Our laboratory is focused on basic and translational studies in bone biology and bone marrow hematopoietic and malignant niches. Several basic (Bench) and translational (Bedside) projects are highlighted in the figures.
The differentiation of hematopoietic cells from hematopoietic stem cells (HSCs) in the bone marrow is dependent upon the surrounding microenvironment, or niche. Cells of the osteoblast lineage are an important component of bone marrow hematopoietic niches. We have found that signaling downstream of the parathyroid hormone receptor PPR in osteoblast progenitors is critical for B lymphocyte development.
Osteoporosis is one of the most common degenerative diseases of aging. Bone-forming osteoblasts are derived from mesenchymal stem/progenitor cells, and we are interested in the pathways that guide the commitment of mesenchymal progenitor cells into osteoblasts rather than fat-laden adipocytes.
The identification of pluripotency factors that can convert somatic cells into induced pluripotent stem cells (iPSCs) has transformed the field of stem cell biology, with exciting implications for regenerative medicine, disease modeling and drug screening. We are working to differentiate iPSCs into osteoblasts, and are testing their functional capacity in a model of skeletal complementation.

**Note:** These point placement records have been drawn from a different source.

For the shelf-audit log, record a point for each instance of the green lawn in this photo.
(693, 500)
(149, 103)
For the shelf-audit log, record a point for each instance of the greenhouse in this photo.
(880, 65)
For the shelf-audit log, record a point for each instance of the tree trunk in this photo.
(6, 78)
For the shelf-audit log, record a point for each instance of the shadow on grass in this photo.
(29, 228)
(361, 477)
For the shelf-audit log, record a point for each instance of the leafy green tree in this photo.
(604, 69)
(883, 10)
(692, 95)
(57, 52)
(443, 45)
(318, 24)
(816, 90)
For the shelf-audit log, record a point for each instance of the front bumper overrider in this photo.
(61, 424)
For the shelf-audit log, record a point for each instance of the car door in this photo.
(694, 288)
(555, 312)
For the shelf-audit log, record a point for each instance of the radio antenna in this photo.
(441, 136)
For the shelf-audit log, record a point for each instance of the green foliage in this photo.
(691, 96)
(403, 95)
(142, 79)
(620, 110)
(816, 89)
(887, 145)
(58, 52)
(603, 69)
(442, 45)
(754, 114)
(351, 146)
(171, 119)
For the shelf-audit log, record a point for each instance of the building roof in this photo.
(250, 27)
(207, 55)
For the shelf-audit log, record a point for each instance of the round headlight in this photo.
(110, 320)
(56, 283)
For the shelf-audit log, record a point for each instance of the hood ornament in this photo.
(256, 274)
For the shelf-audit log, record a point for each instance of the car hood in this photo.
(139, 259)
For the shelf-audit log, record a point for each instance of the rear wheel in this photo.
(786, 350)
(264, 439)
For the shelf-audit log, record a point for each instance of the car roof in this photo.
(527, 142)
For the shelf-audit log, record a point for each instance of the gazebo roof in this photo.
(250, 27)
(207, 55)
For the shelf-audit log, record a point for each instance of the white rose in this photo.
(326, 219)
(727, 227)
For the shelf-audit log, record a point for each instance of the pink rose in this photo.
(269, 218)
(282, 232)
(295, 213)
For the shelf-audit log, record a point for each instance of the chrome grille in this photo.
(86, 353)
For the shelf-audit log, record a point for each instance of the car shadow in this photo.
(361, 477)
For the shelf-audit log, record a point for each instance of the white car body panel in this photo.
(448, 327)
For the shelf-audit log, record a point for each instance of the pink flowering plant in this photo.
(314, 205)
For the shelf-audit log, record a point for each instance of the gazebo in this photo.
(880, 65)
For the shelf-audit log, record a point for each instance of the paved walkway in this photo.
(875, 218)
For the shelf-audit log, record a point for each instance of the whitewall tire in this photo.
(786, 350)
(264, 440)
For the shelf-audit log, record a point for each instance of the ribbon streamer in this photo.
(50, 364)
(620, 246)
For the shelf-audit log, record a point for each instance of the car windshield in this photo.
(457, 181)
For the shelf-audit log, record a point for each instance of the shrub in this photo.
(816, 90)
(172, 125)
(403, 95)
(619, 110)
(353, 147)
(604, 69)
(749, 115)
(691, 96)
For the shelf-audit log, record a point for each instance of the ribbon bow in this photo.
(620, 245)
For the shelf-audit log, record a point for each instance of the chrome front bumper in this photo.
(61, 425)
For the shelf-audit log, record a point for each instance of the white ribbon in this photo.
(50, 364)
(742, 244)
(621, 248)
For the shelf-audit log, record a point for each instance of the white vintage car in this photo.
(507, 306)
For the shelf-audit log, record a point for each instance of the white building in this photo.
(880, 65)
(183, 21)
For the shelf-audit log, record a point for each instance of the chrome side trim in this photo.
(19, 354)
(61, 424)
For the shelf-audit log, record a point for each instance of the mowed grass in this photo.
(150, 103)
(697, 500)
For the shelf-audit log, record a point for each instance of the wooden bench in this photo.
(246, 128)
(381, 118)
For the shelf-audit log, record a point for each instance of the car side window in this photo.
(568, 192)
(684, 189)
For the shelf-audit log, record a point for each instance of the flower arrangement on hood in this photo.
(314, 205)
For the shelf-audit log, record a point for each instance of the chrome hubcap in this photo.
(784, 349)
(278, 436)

The skeleton is one of the most common sites of metastatic spread for many common cancers. In addition, many cancer patients are at the risk for bone loss due to chemotherapy and hormonal deprivation. We seek to understand how teriparatide alters the metastatic niche in bone.
Many chronic diseases are associated with decreased bone density. As one example, patients receiving bone marrow transplantation are at risk for bone loss due to cancer treatment, hypogonadism, and immunosuppressive agents. Preventive measures to maintain bone density in patients undergoing bone marrow transplantation should significantly impact their quality of life.
Since osteoblasts play a supporting role in the differentiation of hematopoietic cells, diseases and medications that target osteoblasts may impact hematopoiesis. We have shown that teriparatide can increase circulating hematopoietic stem cells in women with osteoporosis.